The evaluation covers these dimensions:
- Truthfulness: Ensuring answer fidelity, prioritizing trustworthy sources, and negating hallucinations.
- Accuracy: Delivering higher accuracy compared to general-purpose LLMs and vector databases with bespoke document splitting, reranking, post-filtering, and similarity search.
- Explain-ability: Citing resources while generating answers.
- Security: Supporting air-gapped deployment, functioning securely on-premise without requiring internet connectivity or external API calls.
- Expert Preference: A team of medical doctors applied a specialized methodology to evaluate the generated answers on relevance, style, consistency, and appropriateness.
- Recall: Medical doctors evaluated not only the generated answers, but also whether there exists additional research that can provide a more recent or complete answer.
- Latency: The speed of building & updating the body of knowledge, calculating embeddings, and running inference to answer user questions.
Gain insights into the capabilities, benchmarks, and applications of the Medical Chatbot, shaping the future of healthcare data retrieval and decision-making support.

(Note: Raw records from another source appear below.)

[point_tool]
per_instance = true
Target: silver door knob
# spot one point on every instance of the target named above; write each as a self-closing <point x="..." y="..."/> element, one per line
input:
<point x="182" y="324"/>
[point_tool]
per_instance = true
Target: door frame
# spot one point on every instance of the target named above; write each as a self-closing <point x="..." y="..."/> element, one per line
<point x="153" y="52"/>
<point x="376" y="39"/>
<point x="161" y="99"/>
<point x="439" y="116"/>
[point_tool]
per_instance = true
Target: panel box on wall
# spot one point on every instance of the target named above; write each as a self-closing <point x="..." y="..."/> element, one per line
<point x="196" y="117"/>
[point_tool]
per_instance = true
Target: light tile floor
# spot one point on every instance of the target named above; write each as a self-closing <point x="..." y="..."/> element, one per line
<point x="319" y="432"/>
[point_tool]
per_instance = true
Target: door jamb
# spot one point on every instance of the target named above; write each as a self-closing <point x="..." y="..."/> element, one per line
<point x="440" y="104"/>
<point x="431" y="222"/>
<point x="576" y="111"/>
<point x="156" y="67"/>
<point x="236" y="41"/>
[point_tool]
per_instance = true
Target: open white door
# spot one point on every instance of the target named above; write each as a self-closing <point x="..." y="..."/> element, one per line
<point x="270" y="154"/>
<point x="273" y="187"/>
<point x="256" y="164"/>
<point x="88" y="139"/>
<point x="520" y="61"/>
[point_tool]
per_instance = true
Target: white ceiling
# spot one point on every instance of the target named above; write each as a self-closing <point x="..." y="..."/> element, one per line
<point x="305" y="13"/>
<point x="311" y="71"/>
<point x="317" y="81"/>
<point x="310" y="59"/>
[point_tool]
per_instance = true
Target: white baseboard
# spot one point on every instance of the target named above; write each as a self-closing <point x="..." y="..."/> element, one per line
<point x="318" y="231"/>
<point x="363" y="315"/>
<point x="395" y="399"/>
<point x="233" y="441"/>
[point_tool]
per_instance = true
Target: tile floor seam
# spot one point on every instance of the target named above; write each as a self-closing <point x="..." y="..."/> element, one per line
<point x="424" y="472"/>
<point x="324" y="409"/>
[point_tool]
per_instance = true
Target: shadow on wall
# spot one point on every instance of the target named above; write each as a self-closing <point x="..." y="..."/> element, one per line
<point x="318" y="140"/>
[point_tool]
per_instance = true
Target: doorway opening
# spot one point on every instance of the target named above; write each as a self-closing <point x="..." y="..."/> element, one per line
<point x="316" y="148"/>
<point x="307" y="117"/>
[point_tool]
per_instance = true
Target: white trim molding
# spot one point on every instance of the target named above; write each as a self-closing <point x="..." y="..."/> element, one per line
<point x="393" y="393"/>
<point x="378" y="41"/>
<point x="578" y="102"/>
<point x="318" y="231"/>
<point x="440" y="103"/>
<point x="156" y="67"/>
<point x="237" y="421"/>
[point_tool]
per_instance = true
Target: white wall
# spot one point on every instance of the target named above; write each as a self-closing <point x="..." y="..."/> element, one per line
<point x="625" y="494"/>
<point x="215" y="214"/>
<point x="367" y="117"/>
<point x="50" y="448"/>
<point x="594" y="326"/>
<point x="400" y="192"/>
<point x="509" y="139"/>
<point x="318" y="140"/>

Head of Data Science at John Snow Labs
Veysel is a Lead Data Scientist and ML Engineer at John Snow Labs, improving the Spark NLP for the Healthcare library and delivering hands-on projects in Healthcare and Life Science.
He is a seasoned data scientist with a strong background in every aspect of data science including machine learning, artificial intelligence, and big data with over ten years of experience. He’s also pursuing his Ph.D. in ML at Leiden University, Netherlands, and delivers graduate-level lectures in ML and Distributed Data Processing.
Veysel has broad consulting experience in Statistics, Data Science, Software Architecture, DevOps, Machine Learning, and AI to several start-ups, boot camps, and companies around the globe. He also speaks at Data Science & AI events, conferences and workshops, and has delivered more than a hundred talks at international as well as national conferences and meetups.